Kleine Kammer weist ab: schnelle vier Jahre später erklärte die kleine Kammer, die erste Instanz des Europäischen Gerichtshofs, in ihrem Urteil vom 20. Januar 2011 die Beschwerde nach Artikel 11 für sich genommen und in Verbindung mit Artikel 14 für unzulässig und stellt keinen Verstoß gegen Artikel 1 Protokoll Nr. 1, Artikel 14 oder Artikel 9 fest.

7. Akt: die Große Kammer – juristische Endstation

Große Kammer läßt Antrag zu: Am 20. Juni 2011 wird der Fall auf Antrag Herrn Herrmanns an die große Kammer verwiesen und diese lässt zur großen Überraschung der Prozessbeobachter die Beschwerde sogar zu! Eine mündliche Verhandlung findet am 30. November 2011 statt.  Auch vor der großen Kammer wurde fast die gesamte Argumentation von Herrn Herrmann kalt abgeschmettert. Aber eben nur fast.

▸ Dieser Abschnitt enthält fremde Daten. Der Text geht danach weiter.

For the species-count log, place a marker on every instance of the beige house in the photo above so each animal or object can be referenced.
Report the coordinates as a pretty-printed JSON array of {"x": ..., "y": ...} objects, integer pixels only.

Frühere Urteile bestätigt: Denn hinsichtlich des Artikel 1, Protokoll Nr. 1 (Schutz des Eigentums) folgte der Gerichtshof seinen eigenen Schlussfolgerungen in zwei früheren Urteilen, die das Jagdrecht in Frankreich und Luxemburg betrafen. Im Fall „Chassagnou gegen Frankreich“ war die große Kammer bereits zu der Auffassung gelangt, dass Eigentümern kleinerer Landstücke eine unverhältnismäßige Belastung durch die Verpflichtung auferlegt wird, Dritten Jagdrechte auf ihrem Land zu übertragen, so dass diese davon in einer Weise Gebrauch machen können, die den Überzeugungen der Eigentümer zuwiderläuft. Im Fall „Schneider gegen Luxemburg“ hatte er diese Schlussfolgerungen bestätigt.

Keine jagdrechtliche Extrawurst für Deutschland

Der Gerichtshof gelangte zu der Auffassung, dass sich die Situation in Deutschland nicht substantiell von derjenigen unterschied, die er in den Fällen Chassagnou und Schneider geprüft hatte. Er sah daher keinen Grund, von seinen Schlussfolgerungen in diesen Fällen abzuweichen. Für Grundstückseigentümer stellt die Verpflichtung, die Jagd auf ihrem Land zu dulden, obwohl sie diese aus Gewissensgründen ablehnen, eine unverhältnismäßige Belastung dar. Folglich liegt eine Verletzung von Artikel 1
Protokoll Nr. 1 vor. Et voilà! Herr Herrmann hat Recht bekommen.

Zum guten Schluss entschied der Straßburger Gerichtshof, dass das Land Deutschland dem Kläger Herrmann 5.000 Euro für den erlittenen immateriellen Schaden und 3.861,91 Euro für die entstandenen Kosten zu zahlen hat.

Erdrutsch-Urteil

Für die deutschen Jagdverbände kommt die Entscheidung gegen die Zwangsbejagung einer mittleren Katastrophe gleich. „Es ist ein schwerer Schlag gegen die Jagd in Deutschland“ beklagt Kurt Alexander Michael, Präsident des Landesjagdverbandes Rheinland-Pfalz e.V. das Urteil. Das Reviersystem in Deutschland ist in seinen Grundfesten erschüttert. Wenn ein Waldbesitzer aus ethischen Gründen die Bejagung seiner Waldgrundstücke ablehnt, kann er sich zukünftig auf die Entscheidung des Europäischen Gerichtshofs berufen und eine Bejagung seiner Waldstücke verweigern.

Bis zu einer Umsetzung des Urteils gilt allerdings die bestehende Rechtslage fort. Insbesondere ermöglicht das Urteil aktuell noch keinen Austritt aus der Jagdgenossenschaft, da Gerichte und Verwaltung einer neuen gesetzlichen Regelung nicht vorgreifen dürfen. Jetzt schon eingehende Anträge müssen daher zurückgestellt werden.